Logistics · Minnesota

Managed IT diligence for logistics & trucking in Minnesota.

Companies like yours hold dispatch and telematics systems, driver records, and customer freight data moving around the clock. Dispatch downtime strands trucks and freight in real time, electronic logging is federally required equipment, and load-board fraud targets the industry's payment flows.

What binds you

The frameworks behind the stakes

FMCSA electronic logging requirementsThe frameworkFederally mandated ELD systems and their records.
Customer contract security termsThe frameworkShipper security requirements arriving as flow-down clauses.
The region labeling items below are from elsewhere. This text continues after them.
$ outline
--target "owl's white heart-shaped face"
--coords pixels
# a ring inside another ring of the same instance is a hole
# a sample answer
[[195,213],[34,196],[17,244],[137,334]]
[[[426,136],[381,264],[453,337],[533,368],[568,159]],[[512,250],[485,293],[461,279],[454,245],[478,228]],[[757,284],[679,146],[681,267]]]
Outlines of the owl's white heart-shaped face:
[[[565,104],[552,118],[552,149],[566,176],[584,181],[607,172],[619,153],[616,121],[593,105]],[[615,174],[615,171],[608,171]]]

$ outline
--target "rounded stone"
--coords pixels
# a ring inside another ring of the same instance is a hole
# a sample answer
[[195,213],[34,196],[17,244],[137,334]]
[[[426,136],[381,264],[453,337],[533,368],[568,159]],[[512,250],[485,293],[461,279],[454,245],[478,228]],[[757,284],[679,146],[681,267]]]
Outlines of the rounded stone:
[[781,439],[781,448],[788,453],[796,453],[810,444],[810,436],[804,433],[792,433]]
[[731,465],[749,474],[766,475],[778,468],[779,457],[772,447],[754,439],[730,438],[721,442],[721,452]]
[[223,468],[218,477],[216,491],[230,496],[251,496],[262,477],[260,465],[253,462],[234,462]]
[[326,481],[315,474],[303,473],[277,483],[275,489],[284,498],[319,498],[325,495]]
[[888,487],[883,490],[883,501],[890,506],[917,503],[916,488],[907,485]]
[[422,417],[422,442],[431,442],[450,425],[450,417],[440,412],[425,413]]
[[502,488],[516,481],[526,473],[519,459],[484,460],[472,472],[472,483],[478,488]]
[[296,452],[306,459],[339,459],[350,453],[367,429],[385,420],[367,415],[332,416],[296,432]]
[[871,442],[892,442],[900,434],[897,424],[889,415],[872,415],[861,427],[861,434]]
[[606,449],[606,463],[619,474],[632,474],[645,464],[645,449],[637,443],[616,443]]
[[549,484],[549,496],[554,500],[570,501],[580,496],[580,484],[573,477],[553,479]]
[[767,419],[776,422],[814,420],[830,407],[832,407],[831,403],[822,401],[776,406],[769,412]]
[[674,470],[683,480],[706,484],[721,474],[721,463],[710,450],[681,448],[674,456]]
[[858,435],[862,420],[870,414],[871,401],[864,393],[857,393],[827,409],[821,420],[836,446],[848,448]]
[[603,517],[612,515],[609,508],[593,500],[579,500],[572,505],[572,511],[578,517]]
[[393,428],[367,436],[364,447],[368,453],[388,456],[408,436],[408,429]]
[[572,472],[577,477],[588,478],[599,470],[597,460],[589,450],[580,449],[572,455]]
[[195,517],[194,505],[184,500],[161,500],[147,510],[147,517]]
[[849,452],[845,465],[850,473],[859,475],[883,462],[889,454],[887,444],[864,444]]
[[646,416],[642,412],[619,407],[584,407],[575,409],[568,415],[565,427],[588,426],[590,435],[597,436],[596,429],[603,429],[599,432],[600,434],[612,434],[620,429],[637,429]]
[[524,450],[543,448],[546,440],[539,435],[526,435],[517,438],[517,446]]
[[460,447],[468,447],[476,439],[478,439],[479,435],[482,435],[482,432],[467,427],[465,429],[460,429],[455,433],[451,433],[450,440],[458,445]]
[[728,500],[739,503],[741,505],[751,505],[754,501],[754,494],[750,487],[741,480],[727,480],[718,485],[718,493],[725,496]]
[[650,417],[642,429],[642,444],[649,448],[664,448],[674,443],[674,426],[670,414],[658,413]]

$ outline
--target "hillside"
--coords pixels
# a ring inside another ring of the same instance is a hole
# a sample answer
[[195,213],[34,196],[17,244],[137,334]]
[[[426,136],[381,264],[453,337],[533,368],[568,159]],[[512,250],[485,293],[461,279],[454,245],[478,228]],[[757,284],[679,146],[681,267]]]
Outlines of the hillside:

Add this to your checklist

What is the after-hours response commitment for dispatch-down, in writing?

It joins the 18 questions every buyer should ask in writing. The full list and the printable version are on the Protect page.

Where you are

The Minnesota layer

Minnesota, like every U.S. state, has a data breach notification law that sets duties and deadlines when personal information is compromised. Whatever its exact deadline, a provider bound by a contractual 72-hour notice clock has already committed to moving faster than any state statute requires of you, which is why that clause belongs in your agreement regardless of where you operate. The National Conference of State Legislatures maintains a fifty-state table of these laws; searching "NCSL security breach notification laws" will find it if the link below has moved.

Before hiring anyone, run their legal entity through Minnesota's Secretary of State business search: every state operates one, free, and it shows whether the company exists, when it was formed, and whether it is in good standing. Search "Minnesota Secretary of State business search" to reach it directly. Minnesota's attorney general's office is the place to check for consumer complaints and to report provider misconduct.